Sert efektler, yorucu kamera, bas bas bağırılan diyaloglar... 'Hayat Devam Ediyor', Mahsun Kırmızıgül'ün derin okumalardan değil de yoğun seyirlerden beslendiğini iyice belli ediyor
Mahsun Kırmızıgül’ün hikâye edip yönettiği yeni dizi ‘Hayat Devam Ediyor’, ‘kitap’tan ziyade ‘seyir’den öğrenen ve esinlenen bir zihnin ürünü olduğu izlenimi bırakıyor. Bana öyle geliyor ki Mahsun, film temalarını ve kurgularını derin okumalardan değil yoğun seyirlerden çıkarmakta. Mesela yeni dizinin ana teması olan çocuk yaşta kızın dedesi yaşında adamla evlendirilmesi, özellikle kızın gelinlikli hazin görüntüsü eşliğinde, ‘Baba Beni Okula Gönder’ kampanyasıyla ilgili o çarpıcı ‘sosyal reklam’dan esinlenildiği tahminini hemen ilk bölümde üretti. Tahmin, bu haftaki ikinci bölümde doğrulandı. 15 yaşındaki ‘Hayat’ın (Meltem Miroğlu) öğretmeni sınıfta yoklama yaparken söz konusu reklamın vasat bir taklidiyle karşı karşıya olduğumuzu düşünmemek olanaksızdı:
“- Hayat Bakırcı?”; “- Yok öğretmenim. Hayat evlendi.”; “- Nee?!”; “Evet öğretmenim. Hayat’ı Tanker Abbas’a verdiler.”

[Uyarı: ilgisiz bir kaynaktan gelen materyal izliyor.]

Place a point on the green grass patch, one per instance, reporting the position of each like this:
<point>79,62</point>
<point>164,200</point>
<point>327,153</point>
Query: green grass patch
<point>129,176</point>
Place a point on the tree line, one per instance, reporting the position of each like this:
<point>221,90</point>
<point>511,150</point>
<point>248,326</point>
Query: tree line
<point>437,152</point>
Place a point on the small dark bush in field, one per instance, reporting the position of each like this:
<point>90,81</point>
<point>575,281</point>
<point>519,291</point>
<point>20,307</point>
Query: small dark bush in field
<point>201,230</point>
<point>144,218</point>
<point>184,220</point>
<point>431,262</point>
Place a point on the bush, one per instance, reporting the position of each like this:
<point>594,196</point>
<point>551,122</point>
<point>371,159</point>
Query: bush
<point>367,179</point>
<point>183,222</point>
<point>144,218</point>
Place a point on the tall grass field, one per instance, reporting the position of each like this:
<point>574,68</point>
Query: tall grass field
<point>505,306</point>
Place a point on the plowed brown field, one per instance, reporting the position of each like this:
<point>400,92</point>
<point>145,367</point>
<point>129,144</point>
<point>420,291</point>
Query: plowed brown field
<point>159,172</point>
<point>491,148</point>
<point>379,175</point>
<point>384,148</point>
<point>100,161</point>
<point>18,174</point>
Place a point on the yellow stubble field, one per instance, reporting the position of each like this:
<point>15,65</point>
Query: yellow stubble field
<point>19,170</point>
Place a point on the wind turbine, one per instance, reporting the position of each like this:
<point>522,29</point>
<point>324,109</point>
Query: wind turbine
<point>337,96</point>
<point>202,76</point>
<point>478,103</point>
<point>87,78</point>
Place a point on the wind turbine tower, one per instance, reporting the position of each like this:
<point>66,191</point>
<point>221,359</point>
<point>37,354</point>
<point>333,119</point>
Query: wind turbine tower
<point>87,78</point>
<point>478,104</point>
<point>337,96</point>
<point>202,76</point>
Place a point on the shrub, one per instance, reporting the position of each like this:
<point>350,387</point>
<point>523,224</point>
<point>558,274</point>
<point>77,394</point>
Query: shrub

Mahsun, sinema filmlerinde de karşımıza çıkan bu ‘seyirden esinlenme’ özelliğinin yanına, her zaman olduğu gibi içerisinde yetiştiği geleneksel hayat deneyimini koymakta. Daha doğrusu o deneyimi, artık içerisinde yer aldığı modern kent ortamındaki gözlemleriyle, ‘seyir’in de kılavuzluğunda eklemlemeye çalışıyor. Dizi, bol bol sert efektler, yorucu kamera hareketlilikleri, bas bas bağırarak konuşan insanların şiddetli diyalogları ve yaylım yaylım müziklerle ‘harra gürre’ gitmekte. Her şey abartıldığı için - ki işte burada estetik hassasiyet eksikliği fark ediliyor - ortaya, söylemesi ayıp, ‘kiç’ bir sonuç çıkmakta. Sözgelimi 15 yaşındaki ‘Hayat’ın 70’lik kocası ‘Abbas’la (Rana Cabbar) ‘halvet’inde adam şöyle konuşturuluyor: “Yevriiim… Yevriiim… Yevriiim… Sen de beği öpp!”
Çarpıcı değil çıplak
Böylece çocuk yaşta kızın dedesi yaşındaki adamla evlendirilmesi sorunu, çarpıcı olmaktan ziyade ‘çıplak’ bir üslupla sergilenmiş oluyor. Evet, Mahsun’un bu türden bütün çalışmalarında olduğu gibi, sosyal mesele, sembolik veya metaforik bir anlatımla değil, literal, didaktik, dümdüz ve ‘çıplak’ sunulmakta. Bu olamaz mı peki? Olur, ama belgeselde olur. Mahsun, kurgusal (fictional) olmaktan çok belgesel (documentary) bir dille konuşuyor bizimle… Ve gelenek-modernlik geriliminin eleştirel analizine çağrı niteliğinde yaratıcı planlar yine hiç çıkmıyor karşımıza. Dizi, ‘modern(leşmiş)’ vicdanları devreye sokarak töre muktedirlerini tekdir, töre mahkûmlarını da terapi etmeye çalışan ‘konformist’ bir pozisyon almanın ötesine gitmiyor.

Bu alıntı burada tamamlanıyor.